Em Popeye e o Jipe (1936), Olívia Palito recebe dum tio um caixote com o estranho bicho, muito dócil, com o dispendioso hábito de nutrir-se de orquídeas. A quadridimensionalidade (!) do cérebro permite-lhe actuar sobre o espaço e o tempo: desmaterializa-se e prevê o futuro… A têmpera de Popeye e os atributos de Eugénio (como se captura algo que se volatiliza?), fazem gorar os planos de um ambicioso para comprar e raptar o animal; e como adivinhava o futuro, um trafulha como Wimpy e uma flausina como Olívia vêem-se milionários, apostando em corridas de cavalos e combates de boxe. Quando chega a vez do embate entre o marinheiro e o colosso James J. Jab, o jeep prevê, supostamente, que Popeye o perderá. Ao ver a namorada e o amigo apostarem contra si, o moral do marinheiro desaba. Livro que nos acompanha desde 1978, relido agora, mantém a graça e o viço. Popeye tem carisma, por isso continua por aí, de saúde.

Popeye e o Jipe
Texto E. C. Segar
Desenho E. C. Segar
Editora Editorial Presença, Lisboa, 1973

BDteca

Don Rosa. Se quando falamos nas sempre entusiasmantes aventuras do Tio Patinhas por montes e vales, apesar de ser o pato mais rico do mundo, lembramos o seu criador, Carl Barks (1901-2000) e o gosto das narrativas empolgantes, nenhum outro autor como Don Rosa justifica mais o epíteto de seu herdeiro. A Panini Brasil inicia a edição da «Biblioteca Don Rosa»: Tio Patinhas e Pato Donald – O Filho do Sol, São Paulo, 2021.

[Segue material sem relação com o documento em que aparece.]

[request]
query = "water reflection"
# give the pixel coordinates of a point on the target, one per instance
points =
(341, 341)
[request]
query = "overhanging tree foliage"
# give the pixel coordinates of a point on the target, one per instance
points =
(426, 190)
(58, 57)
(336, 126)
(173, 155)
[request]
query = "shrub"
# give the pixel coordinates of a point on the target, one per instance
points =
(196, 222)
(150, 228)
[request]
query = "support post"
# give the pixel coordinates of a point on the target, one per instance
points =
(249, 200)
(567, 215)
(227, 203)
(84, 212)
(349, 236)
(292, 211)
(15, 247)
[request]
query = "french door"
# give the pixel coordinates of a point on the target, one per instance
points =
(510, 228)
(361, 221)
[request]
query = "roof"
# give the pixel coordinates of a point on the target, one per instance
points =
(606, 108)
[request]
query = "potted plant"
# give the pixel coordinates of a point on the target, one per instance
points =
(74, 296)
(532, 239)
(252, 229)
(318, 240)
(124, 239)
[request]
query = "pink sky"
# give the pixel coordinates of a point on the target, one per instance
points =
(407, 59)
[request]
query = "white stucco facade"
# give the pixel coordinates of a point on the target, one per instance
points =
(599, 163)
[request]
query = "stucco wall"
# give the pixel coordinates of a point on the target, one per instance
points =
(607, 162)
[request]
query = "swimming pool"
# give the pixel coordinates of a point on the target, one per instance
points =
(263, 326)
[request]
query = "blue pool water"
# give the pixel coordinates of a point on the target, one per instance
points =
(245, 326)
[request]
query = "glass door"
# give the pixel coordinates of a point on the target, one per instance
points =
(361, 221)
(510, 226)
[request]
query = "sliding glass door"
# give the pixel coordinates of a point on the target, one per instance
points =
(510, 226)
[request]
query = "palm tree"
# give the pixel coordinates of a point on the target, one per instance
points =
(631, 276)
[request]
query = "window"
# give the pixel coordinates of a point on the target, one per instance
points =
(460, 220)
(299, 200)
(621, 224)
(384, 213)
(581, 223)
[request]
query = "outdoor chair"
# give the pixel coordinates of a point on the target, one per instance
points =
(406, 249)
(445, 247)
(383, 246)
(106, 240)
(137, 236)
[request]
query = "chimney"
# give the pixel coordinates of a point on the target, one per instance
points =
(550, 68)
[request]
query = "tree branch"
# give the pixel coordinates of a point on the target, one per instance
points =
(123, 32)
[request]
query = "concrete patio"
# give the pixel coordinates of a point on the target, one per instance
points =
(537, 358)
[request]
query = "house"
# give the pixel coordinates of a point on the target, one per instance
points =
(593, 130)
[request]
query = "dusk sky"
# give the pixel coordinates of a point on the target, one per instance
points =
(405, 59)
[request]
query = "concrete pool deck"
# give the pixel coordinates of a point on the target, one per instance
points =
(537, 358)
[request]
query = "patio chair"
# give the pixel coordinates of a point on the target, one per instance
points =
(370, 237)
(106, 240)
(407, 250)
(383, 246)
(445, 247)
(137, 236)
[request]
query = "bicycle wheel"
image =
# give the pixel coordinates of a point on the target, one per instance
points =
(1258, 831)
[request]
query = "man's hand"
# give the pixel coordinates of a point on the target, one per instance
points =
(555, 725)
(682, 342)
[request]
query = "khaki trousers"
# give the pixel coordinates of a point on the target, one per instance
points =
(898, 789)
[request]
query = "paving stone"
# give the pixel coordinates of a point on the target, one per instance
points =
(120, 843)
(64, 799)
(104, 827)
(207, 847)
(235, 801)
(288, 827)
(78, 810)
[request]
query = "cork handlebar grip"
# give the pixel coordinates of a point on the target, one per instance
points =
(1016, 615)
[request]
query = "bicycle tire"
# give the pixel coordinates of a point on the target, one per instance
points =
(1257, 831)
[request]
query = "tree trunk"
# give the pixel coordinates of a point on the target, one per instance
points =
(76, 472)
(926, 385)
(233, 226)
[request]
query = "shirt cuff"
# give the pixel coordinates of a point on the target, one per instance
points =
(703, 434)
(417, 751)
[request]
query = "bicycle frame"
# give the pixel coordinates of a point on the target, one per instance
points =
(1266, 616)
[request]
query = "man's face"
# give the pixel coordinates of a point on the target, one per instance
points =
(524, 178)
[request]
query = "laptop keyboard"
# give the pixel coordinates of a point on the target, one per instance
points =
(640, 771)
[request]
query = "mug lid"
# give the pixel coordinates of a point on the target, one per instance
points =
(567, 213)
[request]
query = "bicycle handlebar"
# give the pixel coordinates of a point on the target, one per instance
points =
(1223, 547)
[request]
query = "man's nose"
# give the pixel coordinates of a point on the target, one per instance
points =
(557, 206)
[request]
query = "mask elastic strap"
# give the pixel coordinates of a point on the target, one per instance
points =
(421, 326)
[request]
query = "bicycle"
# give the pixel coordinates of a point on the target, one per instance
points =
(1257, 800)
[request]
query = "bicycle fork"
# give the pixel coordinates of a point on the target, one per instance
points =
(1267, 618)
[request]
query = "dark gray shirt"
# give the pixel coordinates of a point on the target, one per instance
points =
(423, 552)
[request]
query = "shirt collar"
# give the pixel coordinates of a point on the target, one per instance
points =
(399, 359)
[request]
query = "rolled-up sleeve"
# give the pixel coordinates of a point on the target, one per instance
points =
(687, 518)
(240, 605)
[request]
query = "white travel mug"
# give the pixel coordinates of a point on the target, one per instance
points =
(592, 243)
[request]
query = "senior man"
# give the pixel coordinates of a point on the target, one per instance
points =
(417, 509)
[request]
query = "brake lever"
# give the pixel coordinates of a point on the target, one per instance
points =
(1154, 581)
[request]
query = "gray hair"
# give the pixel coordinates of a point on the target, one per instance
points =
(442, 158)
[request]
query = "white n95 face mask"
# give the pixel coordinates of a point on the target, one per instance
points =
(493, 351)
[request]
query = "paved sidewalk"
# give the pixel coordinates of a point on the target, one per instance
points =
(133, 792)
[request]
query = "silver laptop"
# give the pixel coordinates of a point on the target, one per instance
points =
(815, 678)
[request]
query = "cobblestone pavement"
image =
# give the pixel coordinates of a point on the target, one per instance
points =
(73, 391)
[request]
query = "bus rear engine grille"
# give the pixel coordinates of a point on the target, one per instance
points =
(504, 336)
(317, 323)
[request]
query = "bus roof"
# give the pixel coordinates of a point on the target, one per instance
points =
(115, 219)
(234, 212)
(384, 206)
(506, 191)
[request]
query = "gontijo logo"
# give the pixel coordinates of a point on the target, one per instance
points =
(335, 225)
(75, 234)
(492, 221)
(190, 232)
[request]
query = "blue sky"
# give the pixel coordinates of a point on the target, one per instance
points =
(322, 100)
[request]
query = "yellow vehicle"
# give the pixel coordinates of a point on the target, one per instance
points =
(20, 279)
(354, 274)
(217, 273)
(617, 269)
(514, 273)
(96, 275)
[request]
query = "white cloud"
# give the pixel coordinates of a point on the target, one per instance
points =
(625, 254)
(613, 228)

Desenhar, sempre. Em 7 de Janeiro de 2015, Coco saíra da redacção do Charlie Hebdo, depois de estar à conversa com Cabu, Charb e o cronista Bernard Maris, quando é apanhada pelos dois terroristas que vão perpetrar o massacre, obrigando-a a conduzi-los às instalações do semanário satírico. Será ela a autora da capa histórica “Ils ont les armes, on les emmerde, on a le champagne!”. Sobrevivente, pois, traumatizada, é através do desenho que fará a catarse. Coco, Dessiner Encore, Les Arênes, 2021.

Antropomorfismos. Animais com características humanas foram sempre característicos da BD, neste caso herdeira das fábulas de antanho. Uma nova parelha de personagens da floresta, uma raposa e um texugo, falam sobre os problemas que os afligem, do aquecimento global ao confinamento… Renar et Blerô, texto e desenhos de Serge Scotto, edição Mosquito, Saint-Égrève, 2021.